NEW GENERATION, NEW WAVE
ABOUT OCT, 2024
ダミアン・ハースト,ローゼンダール,チームラボなど,
NFTアートが生み出す意味と価値を探る展覧会。
ART Mar 20, 2023
過去から現在に至るまでの芸術の歴史からNFTアートを考察する展覧会「超複製技術時代の芸術:NFTはアートの何を変えるのか?—分有、アウラ、超国家的権力—」が、表参道にあるGYRE GALLERYで3月24日(金)から開催される。
NFTとは、「non-fungible token」の頭文字をとったもので、デジタルデータをオンライン上の完全に独立した固有の価値がある資産として流通させるものであり、ブロックチェーン技術によるデジタルな「オリジナル」の証明システムである。

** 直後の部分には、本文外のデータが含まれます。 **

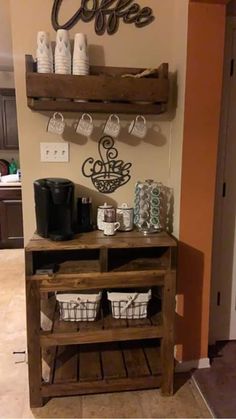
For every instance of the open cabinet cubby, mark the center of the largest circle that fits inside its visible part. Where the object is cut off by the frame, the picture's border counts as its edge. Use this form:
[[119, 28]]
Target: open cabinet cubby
[[104, 90]]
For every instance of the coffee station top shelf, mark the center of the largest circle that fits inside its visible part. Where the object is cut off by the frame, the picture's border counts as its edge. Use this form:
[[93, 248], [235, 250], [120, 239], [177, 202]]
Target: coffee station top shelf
[[103, 91]]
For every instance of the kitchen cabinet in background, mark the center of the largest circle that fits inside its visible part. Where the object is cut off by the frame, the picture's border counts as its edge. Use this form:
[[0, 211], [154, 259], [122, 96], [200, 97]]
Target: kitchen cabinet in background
[[11, 219], [8, 120]]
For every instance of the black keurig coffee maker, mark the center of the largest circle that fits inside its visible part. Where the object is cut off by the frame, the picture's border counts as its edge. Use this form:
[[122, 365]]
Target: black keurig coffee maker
[[54, 204]]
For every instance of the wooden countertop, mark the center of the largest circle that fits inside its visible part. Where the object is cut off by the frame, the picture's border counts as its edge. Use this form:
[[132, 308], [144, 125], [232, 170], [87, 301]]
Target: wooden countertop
[[96, 240]]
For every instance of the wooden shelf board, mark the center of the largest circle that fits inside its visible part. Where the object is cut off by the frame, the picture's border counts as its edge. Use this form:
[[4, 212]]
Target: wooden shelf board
[[97, 240], [91, 281], [112, 367], [104, 89], [51, 105], [106, 329]]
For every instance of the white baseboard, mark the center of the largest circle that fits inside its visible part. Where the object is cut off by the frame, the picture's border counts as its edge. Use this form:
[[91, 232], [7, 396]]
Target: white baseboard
[[193, 364]]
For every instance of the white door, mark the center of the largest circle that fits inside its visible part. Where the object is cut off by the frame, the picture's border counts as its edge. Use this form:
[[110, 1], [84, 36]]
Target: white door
[[223, 296]]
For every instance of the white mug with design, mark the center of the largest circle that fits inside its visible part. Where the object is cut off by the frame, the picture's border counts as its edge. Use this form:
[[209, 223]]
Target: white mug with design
[[85, 125], [56, 124], [112, 126], [109, 229], [138, 127]]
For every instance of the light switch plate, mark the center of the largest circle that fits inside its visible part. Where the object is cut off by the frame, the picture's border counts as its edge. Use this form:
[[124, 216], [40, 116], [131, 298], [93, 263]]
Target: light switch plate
[[54, 152]]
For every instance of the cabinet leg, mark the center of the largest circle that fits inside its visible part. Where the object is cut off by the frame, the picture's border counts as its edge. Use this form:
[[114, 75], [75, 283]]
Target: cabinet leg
[[33, 339], [167, 344]]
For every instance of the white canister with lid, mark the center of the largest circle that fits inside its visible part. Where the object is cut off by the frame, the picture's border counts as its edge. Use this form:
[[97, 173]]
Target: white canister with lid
[[125, 216], [100, 215]]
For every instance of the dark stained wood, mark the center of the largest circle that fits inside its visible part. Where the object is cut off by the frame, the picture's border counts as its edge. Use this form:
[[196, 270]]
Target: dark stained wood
[[154, 359], [11, 218], [167, 344], [95, 281], [66, 364], [33, 334], [97, 87], [112, 362], [109, 335], [103, 259], [8, 118], [48, 358], [111, 356], [89, 364], [8, 193], [96, 107], [101, 386], [96, 240], [135, 362]]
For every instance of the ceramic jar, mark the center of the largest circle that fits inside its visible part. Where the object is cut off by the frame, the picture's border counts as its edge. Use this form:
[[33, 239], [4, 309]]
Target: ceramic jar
[[125, 216], [101, 215]]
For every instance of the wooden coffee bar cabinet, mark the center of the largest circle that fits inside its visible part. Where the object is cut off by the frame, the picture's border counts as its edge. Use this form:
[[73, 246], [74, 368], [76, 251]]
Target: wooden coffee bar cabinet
[[108, 354]]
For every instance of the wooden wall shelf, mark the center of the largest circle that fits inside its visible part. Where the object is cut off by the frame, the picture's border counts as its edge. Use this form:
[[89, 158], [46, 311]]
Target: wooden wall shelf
[[103, 91]]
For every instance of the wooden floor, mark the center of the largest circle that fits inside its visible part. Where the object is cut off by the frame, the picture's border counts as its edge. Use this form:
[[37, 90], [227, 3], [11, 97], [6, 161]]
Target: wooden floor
[[14, 402]]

現在では、オンライン上にあるあらゆる非物質的な情報に所有権を付与し資産化するものとして活用、認知されるまでに成長を遂げているが、その起源のひとつは、2014年5月にニューヨークの芸術家、ジェニファー&ケヴィン・マッコイが生み出した作品「Quantum」まで遡る。本作は、投機のためではなく、誕生、死、そして再生を表現するための抽象的な芸術作品のコードとしてNFTアートが生まれたことを意味するものであった。

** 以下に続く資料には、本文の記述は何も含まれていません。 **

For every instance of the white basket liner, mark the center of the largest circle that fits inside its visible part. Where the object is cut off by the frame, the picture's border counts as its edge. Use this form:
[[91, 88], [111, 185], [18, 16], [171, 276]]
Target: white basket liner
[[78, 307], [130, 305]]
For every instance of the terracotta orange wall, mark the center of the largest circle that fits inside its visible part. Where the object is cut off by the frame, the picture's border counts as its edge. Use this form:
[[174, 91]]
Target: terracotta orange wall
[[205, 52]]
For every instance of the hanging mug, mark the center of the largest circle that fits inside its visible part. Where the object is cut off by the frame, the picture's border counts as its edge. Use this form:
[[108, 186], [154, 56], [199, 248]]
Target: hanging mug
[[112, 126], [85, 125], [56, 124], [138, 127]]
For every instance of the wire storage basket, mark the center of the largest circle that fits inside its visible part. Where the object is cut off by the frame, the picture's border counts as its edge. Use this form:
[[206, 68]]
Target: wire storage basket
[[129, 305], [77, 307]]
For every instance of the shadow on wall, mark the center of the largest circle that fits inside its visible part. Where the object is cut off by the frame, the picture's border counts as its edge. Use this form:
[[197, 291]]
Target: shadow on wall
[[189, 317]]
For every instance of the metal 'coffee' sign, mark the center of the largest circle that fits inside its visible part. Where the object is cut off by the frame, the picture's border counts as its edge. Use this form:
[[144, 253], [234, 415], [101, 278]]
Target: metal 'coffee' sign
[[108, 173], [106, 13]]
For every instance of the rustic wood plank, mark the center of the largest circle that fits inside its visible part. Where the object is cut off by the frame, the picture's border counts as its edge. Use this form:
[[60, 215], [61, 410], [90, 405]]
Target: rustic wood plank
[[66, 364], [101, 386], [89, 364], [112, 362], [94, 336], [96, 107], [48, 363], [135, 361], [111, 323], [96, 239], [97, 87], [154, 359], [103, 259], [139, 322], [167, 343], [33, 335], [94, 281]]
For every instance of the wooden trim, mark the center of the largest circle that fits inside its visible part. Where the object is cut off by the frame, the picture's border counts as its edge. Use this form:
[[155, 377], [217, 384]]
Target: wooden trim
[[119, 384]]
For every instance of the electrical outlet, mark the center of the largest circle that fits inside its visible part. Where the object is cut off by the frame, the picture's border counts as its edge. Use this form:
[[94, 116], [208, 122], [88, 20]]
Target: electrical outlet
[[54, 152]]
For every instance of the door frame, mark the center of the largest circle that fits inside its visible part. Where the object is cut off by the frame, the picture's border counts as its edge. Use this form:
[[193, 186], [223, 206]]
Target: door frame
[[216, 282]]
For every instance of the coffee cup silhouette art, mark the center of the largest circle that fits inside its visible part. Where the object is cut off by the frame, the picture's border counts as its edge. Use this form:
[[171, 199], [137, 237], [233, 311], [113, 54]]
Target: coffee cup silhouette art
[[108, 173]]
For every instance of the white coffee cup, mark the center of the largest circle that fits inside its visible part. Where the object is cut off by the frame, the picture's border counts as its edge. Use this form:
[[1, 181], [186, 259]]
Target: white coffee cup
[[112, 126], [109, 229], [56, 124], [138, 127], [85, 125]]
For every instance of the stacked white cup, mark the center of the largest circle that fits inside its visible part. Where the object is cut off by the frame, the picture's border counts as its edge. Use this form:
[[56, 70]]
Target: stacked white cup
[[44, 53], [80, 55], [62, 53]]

「Quantum」から10年近くの時を経て、デジタルな複製物に物理空間の特権であった「唯一性」が人工的に与えられるものとなったNFT。その可能性については、作家やギャラリストなどの当事者たちも含めて未知数であり、未来を試す試金石のようなものとして従来の芸術を信じてきた人々の心を今なお揺さぶり続けている。
かつてNFTに内包されていた実験性に立ち還ることを試みる本展では、NFTを用いた芸術的実験に焦点を当て、「分有」、「シミュラクラのアウラ」、「超国家的権力」という3章立てで構成。それぞれの主題は、「所有・→、契約」、「制作」、「展示」という作品の前提条件とも呼応し、20世紀の美術史に連なるものとして2014年以降の約10年間に制作された様々なNFTアートを紹介する。
出品作家は、ダミアン・ハースト、ラファエル・ローゼンダール、ルー・ヤン、チームラボ、ソル・ルウィット、セス・ジーゲローブ、森万里子、藤幡正樹など、計13名(グループ)。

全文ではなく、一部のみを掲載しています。